I am developing my first ever site that needs multilingual support so I've been researching how to get PHP/MySQL/Apache & browser to cooperate. So far so good.
I've even got it so that it works against all checks I throw at it (from db, to db, php file encoding, apache adddefaultcharset, pdo connection string, php mb string functions, ini settings for different php versions, etc etc etc).
I had to add accept-charset="utf-8"
to POST forms, though. Though all browsers I tested did in fact match the charset of the page supplied, they also provide a tool for a user to manually select the character set. While this is terrible for someone like me just learning i18n using utf8, I'm happy to report that every browser I've tried has respected my accept-charset request.
However, this made me think.. what if a particular browser DIDN'T? Then there's GET vars and cookie vars.
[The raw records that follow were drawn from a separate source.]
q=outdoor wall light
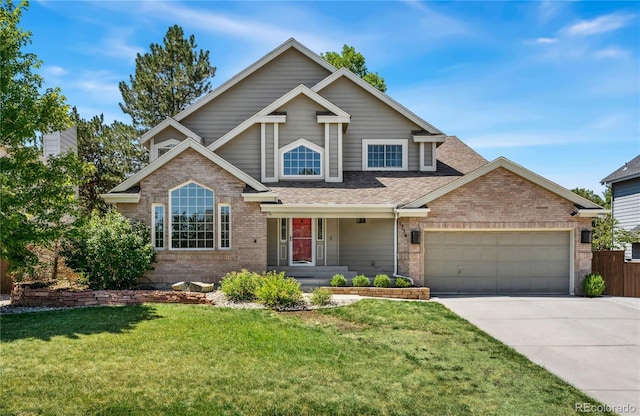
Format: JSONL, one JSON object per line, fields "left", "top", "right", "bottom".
{"left": 411, "top": 230, "right": 421, "bottom": 244}
{"left": 581, "top": 230, "right": 592, "bottom": 244}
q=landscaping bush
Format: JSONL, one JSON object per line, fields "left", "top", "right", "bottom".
{"left": 310, "top": 287, "right": 333, "bottom": 306}
{"left": 582, "top": 273, "right": 605, "bottom": 297}
{"left": 220, "top": 269, "right": 261, "bottom": 301}
{"left": 352, "top": 274, "right": 370, "bottom": 287}
{"left": 394, "top": 277, "right": 412, "bottom": 288}
{"left": 330, "top": 274, "right": 347, "bottom": 287}
{"left": 255, "top": 271, "right": 303, "bottom": 310}
{"left": 373, "top": 274, "right": 391, "bottom": 288}
{"left": 61, "top": 211, "right": 155, "bottom": 289}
What if another encoding got through somehow (better safe than sorry?)?
So, I have a question. :)
Would there be any reason to advise against a function like the following pseudo-code, for just in case purposes, and injecting it at the top of a global include?
//mb_detect_encoding detects the utf-8 with everything I try to throw at it, so it seems reliable //in pseudo-code, a recursive calling function like so... foreach (get, post, cookie AS superglobal) { foreach (superglobal AS key => value) { //if array, call self recursively, otherwise parse value if (mb_detect_encoding(value) != 'utf-8') { unset(superglobal[key]); } } }
This way, as a last resort, if some other encoding made it through somehow, this function would take the data out.
I don't see the harm as this function won't see much action resulting from the check. I could also attempt to utf8_encode()
before throwing it away in the event that something did make it through. Thoughts? Can any bad come from this? Am I being TOO paranoid?
I just want to be careful because I read character encoding attacks are possible.
EDIT: I guess I could array_map()
or array_walk_recursive()
or something else. The implementation doesn't matter; the idea is important.